La reunión celebrada ayer entre María Corina Machado y Donald Trump en la Casa Blanca no fue solo un encuentro político, fue, sobre todo, una puesta en escena cuidadosamente diseñada desde el silencio, la opacidad y la humillación simbólica. Sin recibimiento oficial, sin agenda pública, sin imágenes institucionales, sin comunicado alguno. Una reunión por la puerta de atrás, como si se tratase de una cita clandestina que no debía dejar rastro. Y, sin embargo, dejó huella. Mucha.

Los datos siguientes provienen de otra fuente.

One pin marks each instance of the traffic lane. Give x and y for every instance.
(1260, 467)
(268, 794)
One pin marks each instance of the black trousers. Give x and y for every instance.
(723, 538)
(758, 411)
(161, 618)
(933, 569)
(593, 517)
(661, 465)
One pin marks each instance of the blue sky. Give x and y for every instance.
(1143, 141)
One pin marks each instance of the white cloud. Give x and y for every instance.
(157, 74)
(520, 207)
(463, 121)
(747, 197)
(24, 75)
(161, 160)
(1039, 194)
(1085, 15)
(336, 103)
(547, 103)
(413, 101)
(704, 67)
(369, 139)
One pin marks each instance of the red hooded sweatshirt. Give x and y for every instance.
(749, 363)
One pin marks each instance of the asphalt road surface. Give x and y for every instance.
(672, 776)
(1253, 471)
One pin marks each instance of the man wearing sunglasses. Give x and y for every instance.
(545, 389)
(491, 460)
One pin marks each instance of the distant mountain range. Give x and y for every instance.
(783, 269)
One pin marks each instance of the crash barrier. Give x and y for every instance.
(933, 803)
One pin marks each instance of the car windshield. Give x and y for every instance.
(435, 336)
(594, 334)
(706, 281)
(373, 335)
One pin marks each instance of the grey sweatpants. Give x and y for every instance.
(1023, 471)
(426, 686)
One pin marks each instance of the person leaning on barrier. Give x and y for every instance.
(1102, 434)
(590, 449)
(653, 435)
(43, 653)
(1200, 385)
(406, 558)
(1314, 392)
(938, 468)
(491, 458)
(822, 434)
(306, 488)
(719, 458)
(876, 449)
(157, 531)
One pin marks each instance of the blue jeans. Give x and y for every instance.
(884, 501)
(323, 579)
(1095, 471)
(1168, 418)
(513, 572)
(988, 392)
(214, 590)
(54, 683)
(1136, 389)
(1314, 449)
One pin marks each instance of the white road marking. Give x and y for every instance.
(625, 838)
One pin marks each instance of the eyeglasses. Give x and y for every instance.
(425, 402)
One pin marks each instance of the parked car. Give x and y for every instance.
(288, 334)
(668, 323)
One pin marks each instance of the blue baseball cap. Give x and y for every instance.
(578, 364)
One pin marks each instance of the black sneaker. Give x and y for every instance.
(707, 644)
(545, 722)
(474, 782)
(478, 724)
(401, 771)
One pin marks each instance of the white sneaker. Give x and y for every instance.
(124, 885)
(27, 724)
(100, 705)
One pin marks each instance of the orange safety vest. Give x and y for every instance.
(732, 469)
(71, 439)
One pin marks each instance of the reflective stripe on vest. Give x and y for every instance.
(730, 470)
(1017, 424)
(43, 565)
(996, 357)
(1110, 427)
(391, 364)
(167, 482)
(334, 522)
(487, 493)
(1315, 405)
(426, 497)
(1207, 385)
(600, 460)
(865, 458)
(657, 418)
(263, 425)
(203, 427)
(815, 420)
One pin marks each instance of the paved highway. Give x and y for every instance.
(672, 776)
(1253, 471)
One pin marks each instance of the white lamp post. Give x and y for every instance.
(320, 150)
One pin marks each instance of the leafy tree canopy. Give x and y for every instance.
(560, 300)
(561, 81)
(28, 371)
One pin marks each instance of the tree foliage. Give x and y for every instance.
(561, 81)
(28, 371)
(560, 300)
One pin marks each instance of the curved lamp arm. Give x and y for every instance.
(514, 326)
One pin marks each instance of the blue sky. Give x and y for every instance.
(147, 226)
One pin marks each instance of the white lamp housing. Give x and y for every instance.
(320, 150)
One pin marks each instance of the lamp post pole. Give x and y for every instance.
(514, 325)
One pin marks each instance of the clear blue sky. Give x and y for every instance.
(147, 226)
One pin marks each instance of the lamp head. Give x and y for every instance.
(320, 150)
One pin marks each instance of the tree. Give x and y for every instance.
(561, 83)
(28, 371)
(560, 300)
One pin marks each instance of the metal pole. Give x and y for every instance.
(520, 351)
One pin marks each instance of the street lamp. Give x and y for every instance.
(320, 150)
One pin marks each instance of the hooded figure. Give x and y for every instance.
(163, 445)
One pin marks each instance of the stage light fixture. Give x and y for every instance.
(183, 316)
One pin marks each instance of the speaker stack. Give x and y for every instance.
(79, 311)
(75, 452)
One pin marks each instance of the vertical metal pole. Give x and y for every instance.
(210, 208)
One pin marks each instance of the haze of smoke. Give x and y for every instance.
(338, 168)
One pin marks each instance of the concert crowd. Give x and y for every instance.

Más de dos horas de conversación de las que no se sabe absolutamente nada. Ni objetivos, ni compromisos, ni posiciones. Nada. El vacío informativo no es casual: es parte del mensaje. Trump no quería fotografías ni relato compartido. No quería interlocución, sino subordinación. Y lo único que ha trascendido confirma esa lógica. Una imagen y un audio en los que Machado entrega a Trump la medalla del Nobel de la Paz que le fue concedido a ella. Un gesto que no puede interpretarse como cortesía ni simbolismo ingenuo, sino como un acto explícito de pleitesía política y como un trueque sin disimulo. Un símbolo internacional de legitimidad moral ofrecido a cambio del beneplácito y el respaldo personal de Trump en su aspiración a la presidencia de Venezuela. Una operación que no solo busca doblegar su resistencia, sino que vacía de contenido ético el propio reconocimiento, degradándolo a moneda de cambio y revelando una concepción del poder en la que los principios se negocian y la dignidad institucional se sacrifica sin reparos.

La escena es demoledora. Una dirigente que recibe un reconocimiento internacional lo entrega, sin pudor, a quien no fue elegido por el jurado, pero sí deseaba serlo. Trump recoge la medalla como quien acepta lo que considera suyo por derecho natural. No hay humildad ni gratitud. Hay reafirmación narcisista. El mensaje es claro, el Nobel no consagra valores, consagra jerarquías. Y él se sitúa en la cúspide.

Ante este episodio resulta inevitable plantear algunas preguntas. ¿Debe una persona que ha recibido el Nobel de la Paz poder transferirlo simbólicamente a un tercero? ¿No desvirtúa ese gesto el sentido mismo del reconocimiento? ¿No debería el Norwegian Nobel Committee reflexionar seriamente sobre los criterios, mecanismos y decisiones que conducen a premiar trayectorias que, lejos de generar consensos éticos, producen desconcierto y descrédito? El problema no es solo quién recibe el premio, sino qué se legitima cuando se concede.

Porque, más allá de la ausencia de fotografías oficiales, lo cierto es que ambos han quedado perfectamente retratados. Machado, como una dirigente dispuesta a sacrificar símbolos y principios en busca de padrinazgo del invasor. Trump, como un líder que utiliza la política exterior como escenario de reafirmación personal y dominación simbólica. Dos figuras unidas por una misma pulsión: notoriedad, autoridad y poder. No por vías democráticas, transparentes o dialogantes, sino desde el cálculo, la escenografía del sometimiento y el desprecio a las formas que sostienen la democracia.

No hicieron falta fotos. La imagen es nítida.